Od kilku miesięcy kurs ropy naftowej znajduje się w trendzie spadkowym. O ile w czerwcu surowcem gatunku Brent handlowano nawet po niespełna 80 USD za baryłkę, o tyle dzisiaj zbliża się do 60 USD.
Według Roberta Brzozowskiego, wiceprezesa ds. handlowych Unimotu, sytuacja na rynku ropy jest odzwierciedleniem sytuacji geopolitycznej. Zauważa, że w ostatnich miesiącach obserwujemy względne uspokojenie napięć w regionach, które stymulowały wzrost cen surowca, w tym zwłaszcza na Bliskim Wschodzie. Ponadto duże szanse są na osiągnięcie pokoju w Ukrainie. – W efekcie mniejsza presja związana z sytuacją geopolityczną sprzyja utrzymywaniu się trendu spadkowego cen ropy - ocenia Brzozowski. Jego zdaniem dalsza stabilizacja sytuacji geopolitycznej może spowodować, że cena nadal będzie spadać, nawet do poziomu poniżej 60 USD za baryłkę ropy Brent.

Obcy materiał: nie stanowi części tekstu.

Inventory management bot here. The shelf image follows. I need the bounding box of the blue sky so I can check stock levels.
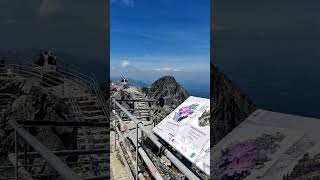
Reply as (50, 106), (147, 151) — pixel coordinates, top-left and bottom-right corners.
(110, 0), (210, 89)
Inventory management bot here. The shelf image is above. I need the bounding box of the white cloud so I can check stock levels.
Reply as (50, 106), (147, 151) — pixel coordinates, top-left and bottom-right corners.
(120, 60), (130, 68)
(39, 0), (62, 16)
(111, 0), (134, 7)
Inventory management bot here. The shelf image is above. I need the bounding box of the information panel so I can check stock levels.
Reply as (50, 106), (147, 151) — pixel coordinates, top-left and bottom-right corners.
(153, 96), (210, 175)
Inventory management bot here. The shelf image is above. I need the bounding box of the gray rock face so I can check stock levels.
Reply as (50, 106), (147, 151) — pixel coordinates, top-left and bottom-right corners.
(211, 64), (256, 146)
(143, 76), (189, 124)
(0, 83), (75, 168)
(145, 76), (189, 109)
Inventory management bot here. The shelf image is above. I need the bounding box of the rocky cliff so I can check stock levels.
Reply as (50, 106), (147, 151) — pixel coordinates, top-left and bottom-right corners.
(143, 76), (189, 123)
(144, 76), (189, 109)
(211, 64), (256, 146)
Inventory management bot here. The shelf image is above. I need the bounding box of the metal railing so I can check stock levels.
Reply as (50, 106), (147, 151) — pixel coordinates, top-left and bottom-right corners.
(112, 99), (200, 180)
(0, 59), (110, 121)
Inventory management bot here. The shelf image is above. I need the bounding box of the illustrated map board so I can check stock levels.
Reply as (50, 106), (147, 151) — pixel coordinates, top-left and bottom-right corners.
(153, 96), (210, 175)
(211, 110), (320, 180)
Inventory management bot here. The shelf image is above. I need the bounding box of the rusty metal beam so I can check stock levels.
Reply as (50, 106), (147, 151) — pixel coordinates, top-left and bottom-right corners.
(129, 131), (163, 180)
(8, 153), (33, 180)
(116, 127), (145, 180)
(9, 120), (83, 180)
(112, 100), (200, 180)
(17, 121), (109, 127)
(115, 141), (134, 180)
(116, 99), (154, 102)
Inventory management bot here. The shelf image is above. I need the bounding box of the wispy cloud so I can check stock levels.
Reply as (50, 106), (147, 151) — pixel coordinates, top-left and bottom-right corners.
(155, 67), (181, 72)
(39, 0), (63, 16)
(120, 60), (130, 68)
(111, 0), (134, 7)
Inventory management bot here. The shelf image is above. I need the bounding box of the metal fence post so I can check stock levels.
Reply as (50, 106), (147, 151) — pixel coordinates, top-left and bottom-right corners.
(136, 121), (143, 180)
(14, 129), (19, 180)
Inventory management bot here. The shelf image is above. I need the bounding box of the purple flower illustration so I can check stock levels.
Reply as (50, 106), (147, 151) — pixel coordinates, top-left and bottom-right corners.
(174, 104), (198, 122)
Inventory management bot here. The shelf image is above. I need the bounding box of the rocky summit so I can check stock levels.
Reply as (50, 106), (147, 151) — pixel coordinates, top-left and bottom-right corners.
(144, 76), (189, 108)
(210, 64), (256, 146)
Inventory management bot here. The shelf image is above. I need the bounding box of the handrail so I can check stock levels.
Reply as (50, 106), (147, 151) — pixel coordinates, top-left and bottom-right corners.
(92, 74), (110, 121)
(112, 99), (200, 180)
(9, 120), (83, 180)
(1, 59), (110, 121)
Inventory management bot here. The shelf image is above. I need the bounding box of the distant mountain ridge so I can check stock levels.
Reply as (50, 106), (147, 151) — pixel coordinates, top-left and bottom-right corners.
(211, 64), (256, 146)
(111, 77), (150, 88)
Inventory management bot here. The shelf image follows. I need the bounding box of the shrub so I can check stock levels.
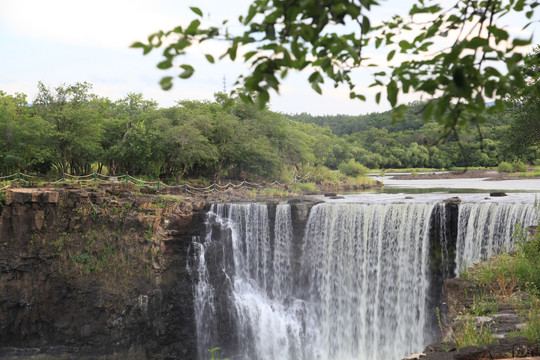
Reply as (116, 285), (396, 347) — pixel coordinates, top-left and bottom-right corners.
(452, 315), (498, 350)
(338, 159), (369, 177)
(512, 160), (527, 172)
(294, 183), (315, 191)
(497, 161), (512, 173)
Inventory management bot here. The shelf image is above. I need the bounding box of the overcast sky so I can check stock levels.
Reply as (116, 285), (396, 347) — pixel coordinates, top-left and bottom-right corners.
(0, 0), (539, 114)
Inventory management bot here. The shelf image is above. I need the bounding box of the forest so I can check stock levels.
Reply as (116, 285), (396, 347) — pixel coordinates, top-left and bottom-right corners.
(0, 83), (540, 181)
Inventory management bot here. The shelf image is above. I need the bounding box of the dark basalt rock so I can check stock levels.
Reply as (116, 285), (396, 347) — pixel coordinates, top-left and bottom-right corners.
(0, 188), (205, 359)
(444, 196), (461, 204)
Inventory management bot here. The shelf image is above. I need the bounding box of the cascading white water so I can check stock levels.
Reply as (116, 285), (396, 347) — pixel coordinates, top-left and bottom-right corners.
(455, 203), (538, 276)
(302, 204), (433, 360)
(192, 203), (434, 360)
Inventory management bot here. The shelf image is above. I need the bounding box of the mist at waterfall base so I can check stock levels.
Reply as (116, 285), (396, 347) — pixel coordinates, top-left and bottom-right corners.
(189, 194), (538, 360)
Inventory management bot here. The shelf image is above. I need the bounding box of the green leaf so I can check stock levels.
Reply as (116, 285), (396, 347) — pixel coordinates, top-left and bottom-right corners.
(362, 16), (371, 34)
(184, 20), (201, 35)
(178, 65), (195, 79)
(157, 59), (172, 70)
(190, 6), (202, 17)
(130, 41), (146, 49)
(159, 76), (172, 90)
(244, 51), (259, 61)
(257, 90), (270, 110)
(487, 26), (508, 42)
(512, 39), (532, 46)
(386, 80), (398, 107)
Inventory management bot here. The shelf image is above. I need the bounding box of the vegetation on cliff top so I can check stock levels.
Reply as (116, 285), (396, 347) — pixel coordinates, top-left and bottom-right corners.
(441, 228), (540, 351)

Jednocześnie zauważa, że zawirowania związane z dostawami ropy rosyjskiej są niwelowane przez wzrost produkcji w innych krajach. Tym samym rynek tego surowca można obecnie uznać za stosunkowo dobrze zbilansowany pod względem popytu i podaży.
Kurs ropy wpływa na spółki w sposób pośredni
Grupa Unimot, która specjalizuje się m.in. w handlu paliwami, stosuje zabezpieczenia cen produktów na rynkach terminowych (futures), w związku z czym ich zmienność nie stanowi dla firmy bezpośredniego ryzyka. – Niemniej jednak nagłe i krótkotrwałe wzrosty cen oraz polityka cenowa lokalnych producentów stosujących mechanizm oparty na uśrednionych notowaniach z kilku poprzednich dni powodują, że rynek musi w kolejnych dniach „nadrobić” gwałtowne wzrosty. Takie sytuacje potrafią zaburzyć bieżącą równowagę popytowo-podażową, ponieważ w naturalny sposób prowadzą do zwiększonego popytu ze strony klientów, starających się zakupić paliwo po niższych, jeszcze niezmienionych cenach – twierdzi Brzozowski.